Update: August 29, 2020
When Trevor Rogers took to the mound last Tuesday in his Major League debut, this entire community stood with him.
Carlsbad has often been labeled as a “baseball town,” and it is a designation that this community proudly embraces. Our competitive Little League programs begin here at a young age, and we never look back from there. It isn’t unusual to see every single age bracket during the summer all-star state champions include at least one Carlsbad team in the finals.
Carlsbad’s storied history as a baseball town has several highlights.
On Aug. 11, 1959, Gil Carter, a member of the Carlsbad Potashers minor league team and a former prizefighter from Kansas, hit a 730 foot homer that landed near a distant peach tree. This home run is still widely considered to be the longest in baseball history, and it happened in Carlsbad. There’s a memorial set up at the Cascades at the approximate spot where the ball was hit at Montgomery Field.
In 1971, Coach Dave Perini took over as head coach of Carlsbad High School’s baseball team. The coaching staff included Tom Forni, Gary Whittemore and Richard Mattson. The four men would head Carlsbad’s baseball program for nearly four decades.
Under their leadership, Carlsbad established the state’s dominant program. Perini led the Cavemen to a 105-22 record during his coaching season. Coach Forni led the Cavemen to six of their 11 state titles and never had a losing season.
In 1990, the Carlsbad Cavemen were picked as the nation’s best high school baseball team. The roster included Shane Andrews, who went on to play in the majors from 1995 through 2002 and was the first player to hit a home run in the new millennium. Andrews deserves special mention for his constant support for this community. Shane has returned so much to the youth of Carlsbad as a coach and outstanding citizen.
Another Carlsbad player, Paxton Crawford, played for the Red Sox for two years at the same time.
In 2010, former Carlsbad High School standout Cody Ross was voted MVP of the National League Championship Series. His Giants went on to beat the Rangers in the World Series. Nicknamed “Toy Cannon” and “Ross the Boss”- Cody brought national attention to Carlsbad’s baseball program.
In 2017, another CHS standout, lefty pitcher Trevor Rogers, was a first-round draft pick by the Marlins. Rogers and Ross are cousins. Rogers has had a strong showing in minor league ball over the past few years and first entered the majors this week, where he struck out six batters in four innings in a victory over the Mets.
The list of outstanding players over the past five decades could go on for pages, but should certainly include Brian Hall, John Crider, Preston Ballew, Brian Flores, Michael Perini, Wally Lester, Eric Chaves, Terry Cox, Frankie Rodriguez (“The Loving Flash”), Tim and Don Gadbury, Tim Perry, Kenny Toves, Mark Beeman, Todd and Corey Weldon.

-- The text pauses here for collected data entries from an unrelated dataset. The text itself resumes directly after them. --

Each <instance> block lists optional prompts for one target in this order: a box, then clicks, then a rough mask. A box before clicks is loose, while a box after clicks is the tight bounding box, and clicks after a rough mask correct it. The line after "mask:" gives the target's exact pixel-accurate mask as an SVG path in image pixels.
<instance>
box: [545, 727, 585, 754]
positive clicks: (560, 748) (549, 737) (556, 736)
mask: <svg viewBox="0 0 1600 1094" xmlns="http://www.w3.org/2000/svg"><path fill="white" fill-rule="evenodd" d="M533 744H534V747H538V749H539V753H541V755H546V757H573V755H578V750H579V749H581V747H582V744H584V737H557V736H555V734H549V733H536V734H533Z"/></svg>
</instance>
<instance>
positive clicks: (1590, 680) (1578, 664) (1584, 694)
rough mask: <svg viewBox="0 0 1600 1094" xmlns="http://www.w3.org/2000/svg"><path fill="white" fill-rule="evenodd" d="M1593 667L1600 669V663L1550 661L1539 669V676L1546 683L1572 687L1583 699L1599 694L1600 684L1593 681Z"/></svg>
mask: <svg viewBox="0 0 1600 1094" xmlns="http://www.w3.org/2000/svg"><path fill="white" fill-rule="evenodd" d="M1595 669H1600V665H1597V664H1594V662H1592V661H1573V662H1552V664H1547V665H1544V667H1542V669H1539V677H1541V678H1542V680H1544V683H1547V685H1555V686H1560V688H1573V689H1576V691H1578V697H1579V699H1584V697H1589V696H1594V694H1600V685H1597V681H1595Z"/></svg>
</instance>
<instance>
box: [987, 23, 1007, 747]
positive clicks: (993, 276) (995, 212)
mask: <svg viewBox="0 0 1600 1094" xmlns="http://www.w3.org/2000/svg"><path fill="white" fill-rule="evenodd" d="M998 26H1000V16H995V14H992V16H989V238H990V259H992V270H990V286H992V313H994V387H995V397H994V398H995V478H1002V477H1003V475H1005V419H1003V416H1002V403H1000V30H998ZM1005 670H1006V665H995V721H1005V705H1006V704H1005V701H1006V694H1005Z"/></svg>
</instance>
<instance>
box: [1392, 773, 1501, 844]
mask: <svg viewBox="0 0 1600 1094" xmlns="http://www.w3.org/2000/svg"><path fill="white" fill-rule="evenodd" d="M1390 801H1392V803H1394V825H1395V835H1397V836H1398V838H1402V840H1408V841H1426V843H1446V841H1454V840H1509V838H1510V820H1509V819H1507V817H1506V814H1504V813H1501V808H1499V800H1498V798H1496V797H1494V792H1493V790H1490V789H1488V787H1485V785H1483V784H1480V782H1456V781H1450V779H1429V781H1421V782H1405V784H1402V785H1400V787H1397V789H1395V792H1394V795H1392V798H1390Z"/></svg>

Recently, coaches such as Alan Edmondson and Cody May have continued with Carlsbad baseball’s winning traditions.
The Cavegirl Softball program, frequently under the watch of John Tigert and Jim Sams, has developed its own winning tradition every bit as lasting as our baseball legacy.
“It means pride, tradition and all the things that make up a good program remain intact,” Coach Perini once said about Carlsbad’s baseball legacy. “I remember telling my ’72 team ‘You guys are the grandparents of the guys to come. Break the barrier, and you’ll be the guys who get this started.’”
Congratulations to Trevor Rogers on his incredible accomplishments this week, and we look forward to many more.